Taking Advantage of the Public Utilities
Plattsburgh, a small town on the North American border has become ground zero for crypto mining. Owing to its proximity to Niagara Falls, electricity prices in the area are incredibly low. With Bitcoin’s price reaching all-time highs in 2017, the miners moved in to take advantage of the low rates to run their power sucking mining operations.
According to a report by WiredUK, 15 percent of the power supply for the town is now being used by crypto operations. This is particularly devastating to the New York town which needs to battle the cold during the long winter months.
Ultimately, the crypto mining power consumption drives the town to purchase energy on the open market to keep the lights on. While costs used to be kept low by abundant hydropower, the new crypto community in Plattsburgh is driving prices right back up.

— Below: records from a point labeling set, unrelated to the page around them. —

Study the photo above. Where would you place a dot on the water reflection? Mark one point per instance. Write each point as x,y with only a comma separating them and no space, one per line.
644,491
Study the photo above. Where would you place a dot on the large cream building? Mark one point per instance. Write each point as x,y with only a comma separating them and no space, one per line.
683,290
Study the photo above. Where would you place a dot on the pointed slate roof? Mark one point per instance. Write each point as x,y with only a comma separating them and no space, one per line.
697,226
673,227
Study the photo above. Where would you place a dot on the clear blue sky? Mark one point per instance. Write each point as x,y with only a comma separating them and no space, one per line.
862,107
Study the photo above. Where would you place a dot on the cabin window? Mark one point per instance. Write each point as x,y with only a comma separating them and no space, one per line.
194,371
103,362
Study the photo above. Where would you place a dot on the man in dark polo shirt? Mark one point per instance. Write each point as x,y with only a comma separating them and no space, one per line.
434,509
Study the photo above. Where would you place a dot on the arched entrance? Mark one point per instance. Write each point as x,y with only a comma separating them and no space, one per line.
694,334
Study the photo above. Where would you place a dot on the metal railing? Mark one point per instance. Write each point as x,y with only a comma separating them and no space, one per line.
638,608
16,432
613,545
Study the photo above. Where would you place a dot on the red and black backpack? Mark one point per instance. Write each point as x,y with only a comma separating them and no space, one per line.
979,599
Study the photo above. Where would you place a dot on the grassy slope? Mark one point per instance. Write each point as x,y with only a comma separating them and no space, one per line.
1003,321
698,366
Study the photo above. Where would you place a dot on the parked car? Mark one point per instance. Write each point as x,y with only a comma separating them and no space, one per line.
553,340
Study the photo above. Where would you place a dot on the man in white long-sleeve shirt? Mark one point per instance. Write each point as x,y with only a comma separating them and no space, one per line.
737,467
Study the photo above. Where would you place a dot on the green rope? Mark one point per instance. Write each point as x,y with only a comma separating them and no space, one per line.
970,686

Previously, private citizens enjoyed rates as low as ~2.7 cents /kWh for powering homes and televisions, whereas industrial users averaged five cents/kWh. This is a massive improvement over the national standard of nearly eight cents per kilowatt hour. In real terms, the citizens of Plattsburgh saw an additional ten dollars on their electricity bill in January.
The Cost of Mining
While mining bitcoin used to be relatively inexpensive and possible for hobbyists on personal computers, the increasing difficulty of Bitcoin’s Hashrate means that mining is now restricted to large-scale mining centers which include supercomputers and cooling devices to keep their rigs running.

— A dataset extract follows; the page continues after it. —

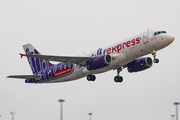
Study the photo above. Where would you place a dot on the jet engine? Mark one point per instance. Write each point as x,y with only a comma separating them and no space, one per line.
140,64
99,62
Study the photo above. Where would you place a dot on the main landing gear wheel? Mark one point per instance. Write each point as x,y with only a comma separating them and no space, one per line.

These mining centers require a lot of electricity which sends mining operations to places in the world with the lowest electrical costs.
Decentralized Gold Rush
Favorite locations in the past have been China and Iceland, both of which generate low-cost electricity from natural sources. However, after the initial boom in each of these locations, there was a subsequent pushback. The exponential growth in crypto mining in Iceland has prompted the Icelandic energy firm HS Orka to warn that if the mining continues at similar rates, there will not be enough electricity for the general population.

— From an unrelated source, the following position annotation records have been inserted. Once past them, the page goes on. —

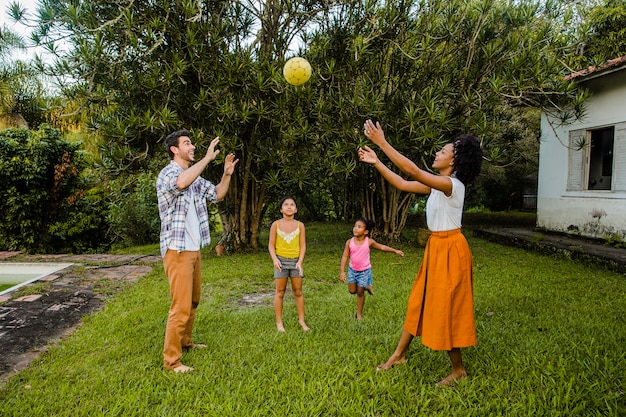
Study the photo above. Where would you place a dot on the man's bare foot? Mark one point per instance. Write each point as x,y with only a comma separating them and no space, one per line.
391,362
452,379
182,369
195,346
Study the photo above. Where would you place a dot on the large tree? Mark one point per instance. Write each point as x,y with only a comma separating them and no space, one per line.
427,69
430,70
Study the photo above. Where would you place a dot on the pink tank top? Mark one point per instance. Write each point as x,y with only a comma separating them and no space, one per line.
360,255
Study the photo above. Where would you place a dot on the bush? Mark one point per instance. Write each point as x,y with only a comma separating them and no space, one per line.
44,200
133,211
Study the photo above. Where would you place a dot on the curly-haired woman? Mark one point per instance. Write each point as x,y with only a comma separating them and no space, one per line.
441,304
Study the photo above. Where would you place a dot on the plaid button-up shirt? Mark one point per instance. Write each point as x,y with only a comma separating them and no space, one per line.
174,204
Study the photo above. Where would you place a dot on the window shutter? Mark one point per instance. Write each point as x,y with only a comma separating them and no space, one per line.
576,161
619,158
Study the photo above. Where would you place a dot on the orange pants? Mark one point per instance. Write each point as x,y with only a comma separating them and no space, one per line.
183,270
441,304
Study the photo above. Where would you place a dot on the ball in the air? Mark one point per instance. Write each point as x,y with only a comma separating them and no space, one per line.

On the flip side, many of these mining projects generate employment opportunities. BTCManager recently reported on Bitmain opening operations in a small Texas town of which would employ over 300 employees from the area
A traditional industry would have an intrinsic interest in creating more value in its community by developing infrastructure and hiring locally.
In March 2018, the city put a halt to new mining companies while petitioning to increase electricity rates for miners who continued to operate. Their plea for tariffs convinced the New York State Department of Public Service (DPS) were imposed on the cryptocurrency miners.
This move by Plattsburgh is only one battle in a war between public services and crypto mining operations all over the world. The People’s Bank of China has started to cut the power from Bitcoin mining operations. Meanwhile, Quebec has attempted to negotiate with crypto mining operations.
Ultimately, issues like this expose the double-edged sword that is decentralized currencies. While there is no central authority to constrain proliferation of wealth, there is also no central authority to tamp down unforeseen, and potentially harmful, novelties.
While national electrical grids are shared, municipalities use taxation to help level the playing field between those who use the most and the least.
If the last several years have proved anything, there will always be new cryptocurrencies attempting to capitalize in the space. This means that crypto mining operations will have to find a separate peace with local municipalities, or purchase their electricity directly from wholesalers.